Around 55 years ago, the concept of zone bandi existed with the APMC Act, 1963, forcing farmers to sell their produce to a market yard in their district only. But Union Finance Minister Nirmala Sitharaman did an about turn on Friday when she announced a ‘one nation, one market’, which experts believe could take two-three years to materialise.
Commenting on the announcement, Siraj Hussain, former Union agriculture secretary, said, “One nation, one market will take 2-3 years to take a final shape because farmers and traders are used to dealing in a certain manner, which has to change. This is time consuming.” Relevant infrastructure is needed for implementing the new way of work — a trader having a national licence, buying from a farmer in one state and selling in another, he added.
The concept of one market already exists in India. Rajesh Sinha, managing director (MD) & chief executive officer (CEO) of Neml (NCDEX E-market) operates an online state-level integrated mandi in Karnataka. Here all agricultural produce market committee (APMCs) are interlinked online with farmers and traders dealing there.
Farmers’ produce gets sold to the person who offers the highest price in any place in the state. The company has now linked Karnataka farmers with the national electronic mandi or e-Nam. Sinha said, “All market participants in the country are doing things that are required for an online mandi. Traders are doing assaying and grading of produce farmers bring and there are financiers who pay to farmers. Sometimes, traders are the financiers.”
According to Sinha, the role played by all these participants should be recognised and where needed, their skills must be upgraded. This will make it easy for them to deal with a national electronic platform.

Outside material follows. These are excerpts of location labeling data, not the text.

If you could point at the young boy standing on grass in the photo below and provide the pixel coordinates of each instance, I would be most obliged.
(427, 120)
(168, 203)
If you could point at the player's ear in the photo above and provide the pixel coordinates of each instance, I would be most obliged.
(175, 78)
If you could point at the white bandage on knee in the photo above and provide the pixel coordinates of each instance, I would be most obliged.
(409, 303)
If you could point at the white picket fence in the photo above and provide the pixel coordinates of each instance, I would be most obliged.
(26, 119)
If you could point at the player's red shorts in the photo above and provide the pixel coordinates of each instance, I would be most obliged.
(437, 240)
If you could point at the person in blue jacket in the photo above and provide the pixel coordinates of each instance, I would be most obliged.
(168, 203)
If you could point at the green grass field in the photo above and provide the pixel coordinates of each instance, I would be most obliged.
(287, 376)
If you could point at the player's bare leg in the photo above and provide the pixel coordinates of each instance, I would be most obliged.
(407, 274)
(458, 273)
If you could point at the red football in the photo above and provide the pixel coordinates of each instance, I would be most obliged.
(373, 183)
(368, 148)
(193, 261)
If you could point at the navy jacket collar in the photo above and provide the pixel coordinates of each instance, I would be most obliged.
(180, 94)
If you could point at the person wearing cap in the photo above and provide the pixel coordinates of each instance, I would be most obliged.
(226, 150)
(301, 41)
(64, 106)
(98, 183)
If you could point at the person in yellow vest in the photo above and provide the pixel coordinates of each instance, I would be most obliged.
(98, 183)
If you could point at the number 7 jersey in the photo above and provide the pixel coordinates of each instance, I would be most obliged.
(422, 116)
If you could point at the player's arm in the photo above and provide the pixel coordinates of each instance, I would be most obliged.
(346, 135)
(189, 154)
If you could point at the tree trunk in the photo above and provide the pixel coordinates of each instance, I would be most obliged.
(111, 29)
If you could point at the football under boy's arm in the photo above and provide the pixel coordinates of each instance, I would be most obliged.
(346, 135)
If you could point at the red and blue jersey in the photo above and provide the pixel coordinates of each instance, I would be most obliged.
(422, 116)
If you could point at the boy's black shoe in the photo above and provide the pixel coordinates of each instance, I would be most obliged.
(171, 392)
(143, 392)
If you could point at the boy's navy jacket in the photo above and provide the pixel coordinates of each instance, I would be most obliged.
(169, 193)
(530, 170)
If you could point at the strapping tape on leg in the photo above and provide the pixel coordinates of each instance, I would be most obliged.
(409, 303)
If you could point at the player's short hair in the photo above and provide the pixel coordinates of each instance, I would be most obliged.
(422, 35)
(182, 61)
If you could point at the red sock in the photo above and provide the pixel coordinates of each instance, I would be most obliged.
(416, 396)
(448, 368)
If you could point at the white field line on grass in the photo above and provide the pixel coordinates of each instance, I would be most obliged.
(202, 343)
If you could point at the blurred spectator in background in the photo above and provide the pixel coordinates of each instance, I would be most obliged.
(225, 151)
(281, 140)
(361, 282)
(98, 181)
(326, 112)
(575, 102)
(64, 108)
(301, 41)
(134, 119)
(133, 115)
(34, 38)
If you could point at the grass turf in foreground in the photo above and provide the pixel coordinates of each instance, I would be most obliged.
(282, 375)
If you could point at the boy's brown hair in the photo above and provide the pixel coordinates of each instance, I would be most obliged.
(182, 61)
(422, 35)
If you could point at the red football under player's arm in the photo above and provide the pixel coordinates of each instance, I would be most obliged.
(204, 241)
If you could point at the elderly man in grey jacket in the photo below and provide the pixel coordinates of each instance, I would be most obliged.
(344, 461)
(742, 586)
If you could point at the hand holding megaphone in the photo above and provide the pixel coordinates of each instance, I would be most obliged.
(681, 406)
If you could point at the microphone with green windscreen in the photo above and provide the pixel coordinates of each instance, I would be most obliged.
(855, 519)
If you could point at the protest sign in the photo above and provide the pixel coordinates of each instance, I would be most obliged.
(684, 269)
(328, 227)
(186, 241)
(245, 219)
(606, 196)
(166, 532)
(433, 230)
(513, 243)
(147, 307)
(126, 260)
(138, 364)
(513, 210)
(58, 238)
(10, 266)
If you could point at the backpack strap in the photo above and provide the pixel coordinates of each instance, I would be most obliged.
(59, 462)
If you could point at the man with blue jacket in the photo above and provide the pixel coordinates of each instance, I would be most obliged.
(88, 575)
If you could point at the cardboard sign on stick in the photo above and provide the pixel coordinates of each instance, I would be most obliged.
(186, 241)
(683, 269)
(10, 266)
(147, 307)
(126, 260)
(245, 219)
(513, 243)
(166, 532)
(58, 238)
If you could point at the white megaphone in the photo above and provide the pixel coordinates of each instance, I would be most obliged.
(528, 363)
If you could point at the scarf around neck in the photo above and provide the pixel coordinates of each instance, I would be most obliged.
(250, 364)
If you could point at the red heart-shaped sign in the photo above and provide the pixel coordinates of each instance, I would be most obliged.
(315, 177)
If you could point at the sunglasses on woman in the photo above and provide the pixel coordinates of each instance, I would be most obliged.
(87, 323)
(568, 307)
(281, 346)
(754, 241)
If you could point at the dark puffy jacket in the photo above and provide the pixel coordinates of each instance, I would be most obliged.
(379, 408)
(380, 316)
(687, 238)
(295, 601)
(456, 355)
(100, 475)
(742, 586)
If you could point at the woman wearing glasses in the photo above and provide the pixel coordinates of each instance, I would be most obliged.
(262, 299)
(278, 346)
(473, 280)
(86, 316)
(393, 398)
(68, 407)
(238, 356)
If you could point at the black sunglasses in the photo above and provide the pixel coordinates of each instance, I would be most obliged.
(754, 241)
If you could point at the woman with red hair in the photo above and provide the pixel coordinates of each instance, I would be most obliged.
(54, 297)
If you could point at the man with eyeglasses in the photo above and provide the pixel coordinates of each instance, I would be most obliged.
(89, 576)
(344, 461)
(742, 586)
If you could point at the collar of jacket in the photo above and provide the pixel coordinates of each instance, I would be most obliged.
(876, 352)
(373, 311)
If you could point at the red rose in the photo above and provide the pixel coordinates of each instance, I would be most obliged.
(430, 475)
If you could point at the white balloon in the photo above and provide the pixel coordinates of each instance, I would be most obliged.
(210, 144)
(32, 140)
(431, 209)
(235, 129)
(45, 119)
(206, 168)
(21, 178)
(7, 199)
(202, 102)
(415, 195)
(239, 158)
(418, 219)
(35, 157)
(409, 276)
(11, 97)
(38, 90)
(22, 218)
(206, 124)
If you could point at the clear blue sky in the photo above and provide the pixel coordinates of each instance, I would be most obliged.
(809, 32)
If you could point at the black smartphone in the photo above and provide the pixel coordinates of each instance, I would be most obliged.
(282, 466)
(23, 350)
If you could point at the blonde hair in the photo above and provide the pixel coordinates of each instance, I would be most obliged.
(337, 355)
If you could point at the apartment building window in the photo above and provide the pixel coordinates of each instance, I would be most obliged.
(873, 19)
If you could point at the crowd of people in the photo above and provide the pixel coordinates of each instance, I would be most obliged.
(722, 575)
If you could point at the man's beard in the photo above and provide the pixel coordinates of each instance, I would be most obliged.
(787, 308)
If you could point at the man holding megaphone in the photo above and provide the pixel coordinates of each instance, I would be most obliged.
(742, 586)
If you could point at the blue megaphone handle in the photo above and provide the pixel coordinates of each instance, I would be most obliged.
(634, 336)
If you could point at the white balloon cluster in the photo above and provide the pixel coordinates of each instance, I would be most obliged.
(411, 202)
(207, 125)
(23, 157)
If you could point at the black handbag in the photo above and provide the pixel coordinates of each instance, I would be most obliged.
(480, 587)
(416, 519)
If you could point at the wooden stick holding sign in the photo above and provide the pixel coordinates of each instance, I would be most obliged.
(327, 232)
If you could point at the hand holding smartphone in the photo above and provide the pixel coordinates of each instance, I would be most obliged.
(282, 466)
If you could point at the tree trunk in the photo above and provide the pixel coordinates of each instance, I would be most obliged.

There should be testing laboratories for farm produce, assaying, and collateral management, including providing facilities to finance farmers to hold or store commodities; all these have to happen now in a scientific and formal way with the required regulations followed at every level.
The Rs 1 trillion fund for agri infrastructure development is seen as a major push factor, which will also help expand infrastructure needed for a single national market.

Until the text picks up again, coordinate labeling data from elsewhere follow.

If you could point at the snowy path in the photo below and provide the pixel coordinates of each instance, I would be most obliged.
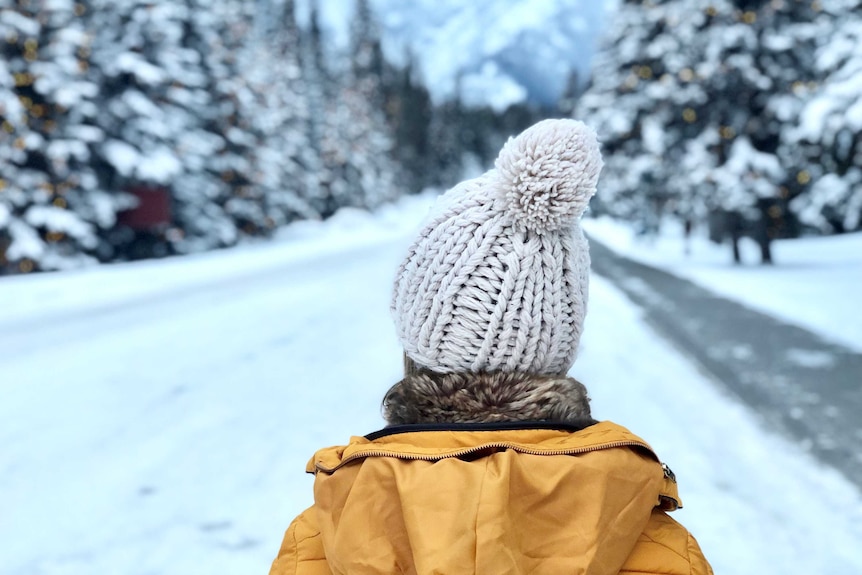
(166, 431)
(801, 384)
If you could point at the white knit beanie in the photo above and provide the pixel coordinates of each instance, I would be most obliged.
(497, 279)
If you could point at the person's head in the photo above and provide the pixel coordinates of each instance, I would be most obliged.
(496, 282)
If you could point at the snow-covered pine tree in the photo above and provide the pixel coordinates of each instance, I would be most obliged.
(277, 106)
(647, 100)
(823, 129)
(680, 77)
(356, 141)
(52, 206)
(154, 85)
(409, 108)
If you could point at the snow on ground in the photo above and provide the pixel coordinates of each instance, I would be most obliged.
(157, 416)
(813, 284)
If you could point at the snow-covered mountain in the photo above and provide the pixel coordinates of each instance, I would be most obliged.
(505, 51)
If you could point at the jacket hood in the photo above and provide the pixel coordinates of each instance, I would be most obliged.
(517, 498)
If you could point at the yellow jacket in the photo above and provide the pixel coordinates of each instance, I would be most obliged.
(506, 499)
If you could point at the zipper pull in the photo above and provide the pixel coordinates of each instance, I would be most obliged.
(668, 473)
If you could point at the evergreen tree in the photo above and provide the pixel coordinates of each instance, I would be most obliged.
(53, 207)
(156, 115)
(681, 79)
(824, 133)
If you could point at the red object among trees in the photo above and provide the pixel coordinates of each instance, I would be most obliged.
(153, 209)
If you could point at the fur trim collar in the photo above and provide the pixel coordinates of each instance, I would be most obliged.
(426, 397)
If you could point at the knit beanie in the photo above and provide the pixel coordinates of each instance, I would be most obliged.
(497, 279)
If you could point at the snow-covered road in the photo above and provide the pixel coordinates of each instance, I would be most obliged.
(157, 417)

Actually, e-Nam is the obvious platform for farmers but it hardly handles 10-15 per cent of the actual trading that takes place at the APMC.
This is despite around 1,000 APMCs linking with that platform electronically.

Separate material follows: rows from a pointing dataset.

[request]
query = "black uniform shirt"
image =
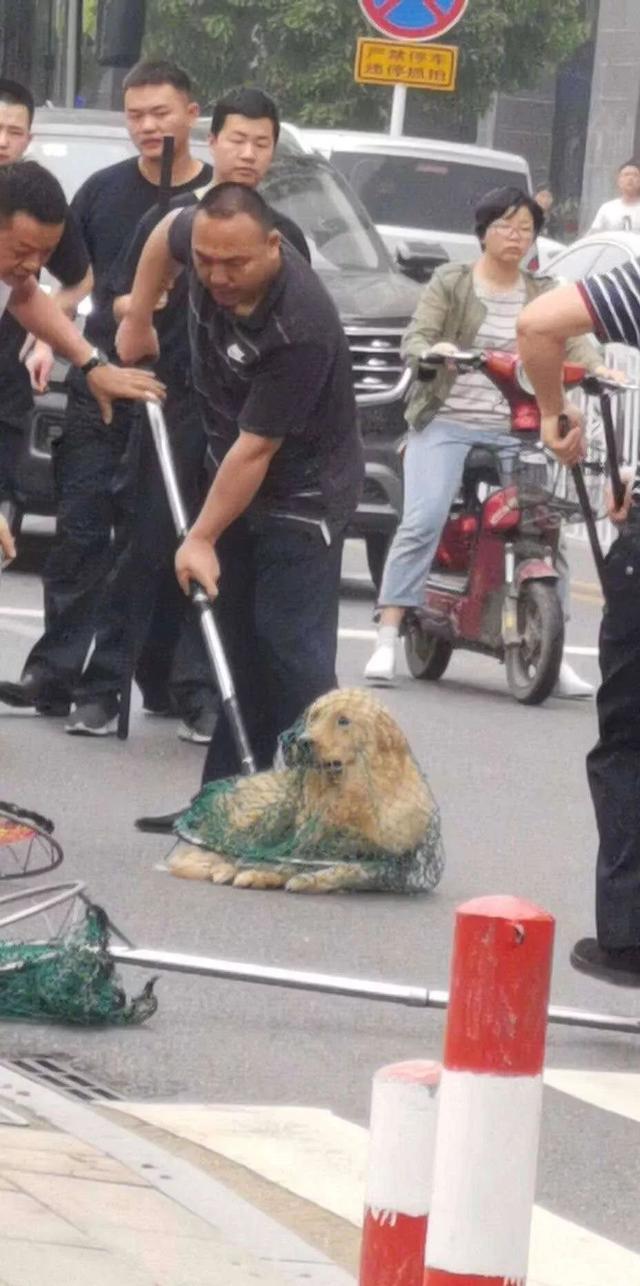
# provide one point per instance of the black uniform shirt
(282, 372)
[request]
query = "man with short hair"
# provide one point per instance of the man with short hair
(91, 471)
(32, 219)
(273, 371)
(244, 131)
(622, 214)
(609, 305)
(68, 264)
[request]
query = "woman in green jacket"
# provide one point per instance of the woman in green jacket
(463, 306)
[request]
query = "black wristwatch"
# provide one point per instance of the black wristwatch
(97, 359)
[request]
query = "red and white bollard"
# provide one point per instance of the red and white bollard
(491, 1096)
(401, 1145)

Sinha suggests that state-level trade, when allowed on a reciprocal basis, eventually will have a national arrangement. Then, storage facilities could come in. e-Nam allows farmers to deposit commodities directly in warehouses recognised in that network and respective states have declared warehouse as a deemed mandi. The proposed new central law may address this issue differently.
When a farmer finds more choices to sell his produce directly to the highest bidder and when he has the facility to put his goods in the warehouse to wait for right price, he will get a better price.